Yo viví unos años en un valle labrado por un río hecho de
lágrimas de las que sólo se lloran cuando se es muy feliz. Viví allí porque me
enamoré de una preciosa rosa de la ribera, por cuyo amor me convertí en un
gracioso colibrí que adecuó su pico para polinizarla sólo a ella. El paisaje
era tan maravilloso, la rosa tan bella, y mi pico tan alambicado que la idea de
irse de allí resultaba tan lejana como imaginarse a la mismísima felicidad
suicidándose.
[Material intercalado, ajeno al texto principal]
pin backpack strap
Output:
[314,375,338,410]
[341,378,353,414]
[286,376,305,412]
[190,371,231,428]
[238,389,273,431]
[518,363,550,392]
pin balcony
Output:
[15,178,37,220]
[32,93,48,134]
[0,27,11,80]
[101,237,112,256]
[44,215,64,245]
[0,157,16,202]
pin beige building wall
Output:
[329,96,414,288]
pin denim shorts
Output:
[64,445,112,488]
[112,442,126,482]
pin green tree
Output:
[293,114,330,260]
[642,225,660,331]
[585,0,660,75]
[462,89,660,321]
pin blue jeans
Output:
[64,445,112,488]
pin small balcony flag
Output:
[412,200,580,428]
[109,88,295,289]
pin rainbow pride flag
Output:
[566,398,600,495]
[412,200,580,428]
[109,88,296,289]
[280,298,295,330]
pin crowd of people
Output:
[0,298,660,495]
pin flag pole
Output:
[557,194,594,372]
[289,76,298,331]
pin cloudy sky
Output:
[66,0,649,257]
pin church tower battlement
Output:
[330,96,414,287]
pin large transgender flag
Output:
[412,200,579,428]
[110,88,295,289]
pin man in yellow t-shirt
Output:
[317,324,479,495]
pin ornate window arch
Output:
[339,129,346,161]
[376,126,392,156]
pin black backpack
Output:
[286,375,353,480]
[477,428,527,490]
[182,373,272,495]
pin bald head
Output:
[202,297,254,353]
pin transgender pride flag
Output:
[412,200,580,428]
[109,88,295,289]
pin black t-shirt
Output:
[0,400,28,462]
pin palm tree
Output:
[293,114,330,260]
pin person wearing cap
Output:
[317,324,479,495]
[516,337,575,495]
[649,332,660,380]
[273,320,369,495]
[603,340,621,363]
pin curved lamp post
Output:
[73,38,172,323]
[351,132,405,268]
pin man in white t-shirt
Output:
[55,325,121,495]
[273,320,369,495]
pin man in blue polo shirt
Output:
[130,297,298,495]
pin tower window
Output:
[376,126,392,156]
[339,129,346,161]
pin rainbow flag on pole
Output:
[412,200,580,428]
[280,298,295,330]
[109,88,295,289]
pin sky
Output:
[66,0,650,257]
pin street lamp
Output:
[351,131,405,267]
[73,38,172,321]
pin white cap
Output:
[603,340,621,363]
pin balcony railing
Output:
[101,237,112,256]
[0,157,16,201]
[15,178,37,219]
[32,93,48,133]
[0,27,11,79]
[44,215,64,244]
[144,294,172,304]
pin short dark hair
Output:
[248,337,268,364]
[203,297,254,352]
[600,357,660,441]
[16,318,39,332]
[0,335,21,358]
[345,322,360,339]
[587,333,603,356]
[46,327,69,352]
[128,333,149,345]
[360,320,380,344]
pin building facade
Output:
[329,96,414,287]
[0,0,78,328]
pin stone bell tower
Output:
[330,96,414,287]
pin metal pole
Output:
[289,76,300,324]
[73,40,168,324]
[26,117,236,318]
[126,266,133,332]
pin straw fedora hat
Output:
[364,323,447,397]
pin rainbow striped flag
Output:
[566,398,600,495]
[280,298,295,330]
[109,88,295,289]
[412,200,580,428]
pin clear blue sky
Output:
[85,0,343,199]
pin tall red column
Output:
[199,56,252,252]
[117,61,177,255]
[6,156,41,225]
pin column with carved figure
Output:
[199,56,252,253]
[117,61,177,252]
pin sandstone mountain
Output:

Pero sucedió que un día apareció flotando por el río un objeto
extraño que se acercó hasta la rosa y se quedó enganchado en ella: era un
número.
¿Qué hacía un número allí? ¿Qué sentido tenía eso?
Tras el primero llegó otro, y luego otro, y así una plétora
de ellos que se enganchaban los unos en los otros hasta inundar al propio río,
que acabó secándose para convertirse en una estéril e ilegible ristra numérica.
Cuando el río se secó hubo un corrimiento de cifras que sepultó el valle
completamente y que terminó transformando el paisaje en una llanura elevada donde ya no
había río de lágrimas de las que sólo se lloran cuando se es muy feliz, ni rosa preciosa en la orilla, ni colibrí polinizador; sólo números apelotonados
que no significaban nada pero que lo ocupaban todo.
La rosa murió, y yo también, pero el amor que nos tuvimos
no, y aunque quedó enterrado, no hay avalancha, ni cofre, ni cifra alguna -aunque se mida en siglos- que pueda aniquilar lo que un día allí hubo, porque
el amor es radiactivo, y atraviesa la materia, y se ríe del tiempo, y
convertirá los números en un denso manto de tréboles de ocho y nueve hojas
sobre el que mi alma y la de la rosa se podrán tumbar para admirar lo bello que es el cielo lleno
de estrellas -a las que nunca podremos numerar- y para pensar en cuánto se
parecen los valles a los agujeros cuando se observan desde arriba.